Multirotor or "quadcopters" as they are called, can almost fly themselves, due to new gyroscopic sensors and micro autopilots that do most of the work. They offer a much higher value proposition to either remote or human piloted aircraft.
RPAS have minimal fuel costs, zero emissions and a design that lends itself both to simplicity and sustainability.
Most cargo drones that follow this quadcopter model have fundamental design flaws. They were never intended for robust commercial use and are therefore not certified for these types of operations. They are not made with high-quality parts and their use of public frequencies make them susceptible to hijacking and loss of control.
Instead of being valued as incredibly safe and energy efficient, they are at risk for major accidents and potential damage. Regulators such as the FAA have put in place rules that ban drones from commercial use, unless they are certified, and the pilot is licensed – much the same way as a piloted aircraft.
When we started Sky Canoe, our goal was to take what was promising about drones and make it work for commercial purposes. We wanted to be able to reach remote indigenous communities to transport goods to places that were otherwise inaccessible.
We began by looking at the problems with multirotor drones: first and foremost was their limited flight times – they required too much power to stay aloft long enough to be useful. They cannot fly in poor weather and most of their electronics and motors are out in the open. How to protect the mechanics, reduce power consumption and not add excess weight?
Another problem was the drones used public frequencies for flight control. This made them a security and theft risk as soon as they were turned on. They did not conform with any certification agency and their "pilots" have limited knowledge of manned flight, making them a hazard in shared airspace. There was no way to integrate them with manned aircraft flight plans.
They can land anywhere, but no control over who could approach them and no emergency plan or course of action should all systems fail. From a design perspective, multirotor drones use single axis tilt wings to provide vertical take-off and landing capabilities. This causes loss of pitch control and places gyroscopic forces throughout the airframe, which also leads to control issues. And finally, they have a very small cargo capacity with most only carrying 10kg or less, not at all practical for larger scale commercial deliveries.
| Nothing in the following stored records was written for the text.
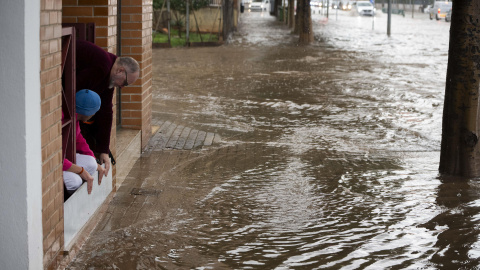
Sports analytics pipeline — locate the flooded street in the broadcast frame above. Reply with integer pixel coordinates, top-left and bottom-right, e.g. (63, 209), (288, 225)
(68, 10), (480, 270)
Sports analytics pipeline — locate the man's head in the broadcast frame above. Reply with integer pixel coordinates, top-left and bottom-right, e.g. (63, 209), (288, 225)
(109, 57), (140, 89)
(76, 89), (101, 122)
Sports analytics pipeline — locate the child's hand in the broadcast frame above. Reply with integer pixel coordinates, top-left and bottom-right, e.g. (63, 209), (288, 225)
(80, 169), (94, 194)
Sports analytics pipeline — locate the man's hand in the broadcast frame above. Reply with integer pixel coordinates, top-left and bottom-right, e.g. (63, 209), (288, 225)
(79, 169), (94, 194)
(97, 163), (105, 186)
(99, 153), (111, 177)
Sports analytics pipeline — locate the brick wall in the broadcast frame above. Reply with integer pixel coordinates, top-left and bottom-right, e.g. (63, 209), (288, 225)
(121, 0), (153, 148)
(40, 1), (152, 266)
(41, 0), (64, 269)
(62, 0), (117, 52)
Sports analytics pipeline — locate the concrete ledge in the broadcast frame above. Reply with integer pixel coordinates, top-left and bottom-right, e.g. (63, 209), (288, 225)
(64, 165), (113, 249)
(116, 128), (142, 189)
(57, 190), (115, 270)
(152, 43), (172, 48)
(58, 129), (142, 268)
(189, 41), (224, 47)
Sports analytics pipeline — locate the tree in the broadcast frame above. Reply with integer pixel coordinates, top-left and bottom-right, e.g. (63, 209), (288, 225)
(439, 1), (480, 177)
(293, 0), (302, 34)
(288, 0), (295, 29)
(298, 0), (313, 43)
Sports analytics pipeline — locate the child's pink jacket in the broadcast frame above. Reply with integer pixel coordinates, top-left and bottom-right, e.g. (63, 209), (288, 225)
(62, 113), (95, 171)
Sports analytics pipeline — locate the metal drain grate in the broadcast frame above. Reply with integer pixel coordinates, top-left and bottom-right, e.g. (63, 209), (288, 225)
(130, 188), (160, 196)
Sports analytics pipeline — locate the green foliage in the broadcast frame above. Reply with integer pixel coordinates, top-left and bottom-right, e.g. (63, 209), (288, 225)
(153, 30), (219, 47)
(153, 0), (211, 13)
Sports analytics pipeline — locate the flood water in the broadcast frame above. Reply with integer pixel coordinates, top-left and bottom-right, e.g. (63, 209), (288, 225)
(69, 8), (480, 270)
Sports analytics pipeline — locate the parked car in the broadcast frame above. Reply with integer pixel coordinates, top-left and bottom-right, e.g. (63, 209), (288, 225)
(429, 1), (452, 20)
(445, 8), (452, 22)
(249, 0), (270, 12)
(352, 1), (375, 16)
(310, 0), (321, 7)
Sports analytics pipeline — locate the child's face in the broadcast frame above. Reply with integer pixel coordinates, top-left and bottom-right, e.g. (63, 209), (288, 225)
(77, 114), (94, 122)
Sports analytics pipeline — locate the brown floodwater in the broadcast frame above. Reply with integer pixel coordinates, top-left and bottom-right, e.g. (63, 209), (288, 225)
(68, 9), (480, 270)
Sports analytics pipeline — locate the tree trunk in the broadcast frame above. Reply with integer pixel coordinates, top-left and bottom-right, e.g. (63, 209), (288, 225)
(273, 0), (279, 16)
(439, 0), (480, 177)
(294, 0), (302, 34)
(298, 0), (313, 43)
(288, 0), (295, 29)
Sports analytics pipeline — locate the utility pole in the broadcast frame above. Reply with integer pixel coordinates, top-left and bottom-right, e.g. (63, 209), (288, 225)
(411, 0), (414, 18)
(387, 0), (391, 36)
(327, 0), (329, 18)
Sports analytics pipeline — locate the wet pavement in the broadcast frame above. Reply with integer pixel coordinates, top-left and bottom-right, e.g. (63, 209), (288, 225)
(67, 10), (480, 270)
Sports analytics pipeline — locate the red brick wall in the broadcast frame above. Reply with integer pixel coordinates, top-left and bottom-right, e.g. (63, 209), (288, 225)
(41, 0), (64, 269)
(62, 0), (117, 52)
(41, 1), (152, 266)
(121, 0), (153, 148)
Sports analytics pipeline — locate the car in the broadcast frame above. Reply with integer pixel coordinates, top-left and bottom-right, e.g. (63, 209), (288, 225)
(353, 1), (375, 16)
(249, 0), (270, 12)
(310, 0), (320, 7)
(429, 1), (452, 20)
(341, 2), (352, 10)
(445, 8), (452, 22)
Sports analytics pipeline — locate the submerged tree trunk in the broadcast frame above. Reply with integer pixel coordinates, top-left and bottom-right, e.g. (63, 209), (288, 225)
(294, 0), (302, 34)
(298, 0), (313, 43)
(440, 0), (480, 177)
(288, 0), (295, 29)
(273, 0), (280, 16)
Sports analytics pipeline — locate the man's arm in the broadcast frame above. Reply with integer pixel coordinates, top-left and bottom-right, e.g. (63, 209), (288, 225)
(94, 88), (114, 176)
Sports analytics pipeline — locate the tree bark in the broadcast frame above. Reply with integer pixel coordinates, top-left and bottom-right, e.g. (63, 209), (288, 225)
(273, 0), (279, 16)
(298, 0), (313, 43)
(288, 0), (295, 29)
(440, 0), (480, 177)
(294, 0), (302, 34)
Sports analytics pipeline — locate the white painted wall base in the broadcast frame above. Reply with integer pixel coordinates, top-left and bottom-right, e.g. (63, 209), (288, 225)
(64, 164), (113, 248)
(0, 0), (43, 269)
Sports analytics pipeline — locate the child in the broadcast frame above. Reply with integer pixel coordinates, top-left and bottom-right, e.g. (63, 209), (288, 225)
(63, 89), (105, 195)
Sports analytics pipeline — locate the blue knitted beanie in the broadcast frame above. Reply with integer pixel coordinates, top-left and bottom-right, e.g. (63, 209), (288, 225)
(76, 89), (101, 116)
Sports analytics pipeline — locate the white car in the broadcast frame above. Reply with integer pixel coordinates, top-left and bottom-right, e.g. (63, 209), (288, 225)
(310, 0), (320, 7)
(353, 1), (375, 16)
(249, 0), (270, 12)
(429, 1), (452, 20)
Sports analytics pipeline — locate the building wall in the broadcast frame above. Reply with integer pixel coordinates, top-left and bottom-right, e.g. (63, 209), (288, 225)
(38, 0), (153, 267)
(63, 0), (118, 52)
(0, 0), (43, 269)
(121, 0), (153, 148)
(155, 7), (224, 33)
(187, 7), (224, 32)
(40, 0), (64, 268)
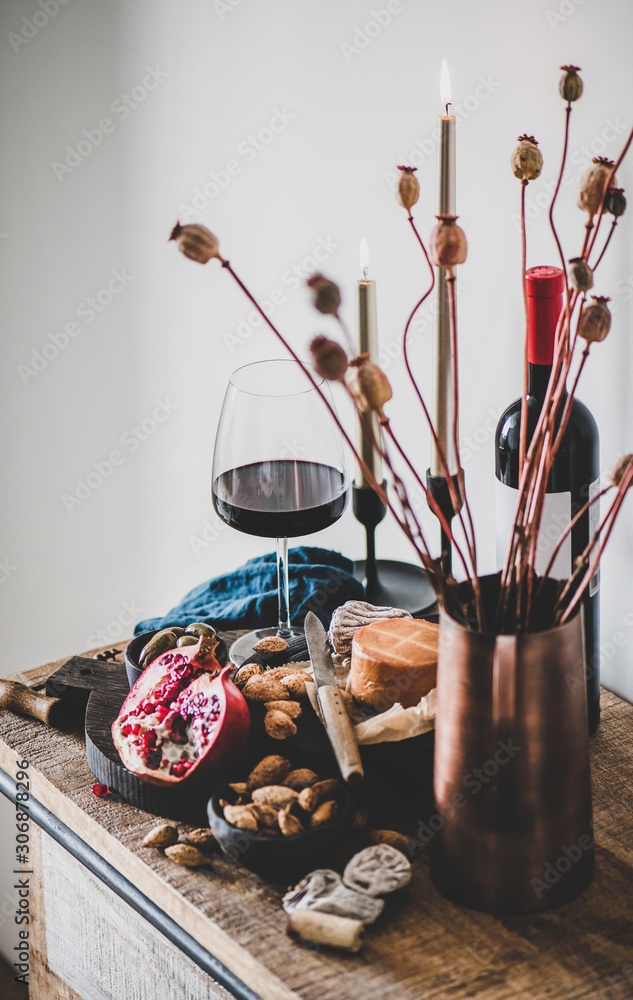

Sky Canoe offers our customers and communities a safer, less expensive, cleaner way to move light cargo. We believe in the collective power of business and technology to solve urgent human problems.
We have partnered with Indigenous leaders to adopt a plan for moving forward and it is our mission to mainstream zero-emission light cargo transport. Our technology will pave the way to saving our customers money and provide a catalyst for economic development in remote areas.
Our patented aircraft offers ground-breaking solutions to deliver lower cargo costs to customers, while contributing zero gas emissions to the environment.
Sky Canoe is a Canadian Indigenous-owned company. Our founding purpose was to provide assistance to remote communities while maintaining sustainability and deep respect for the environment.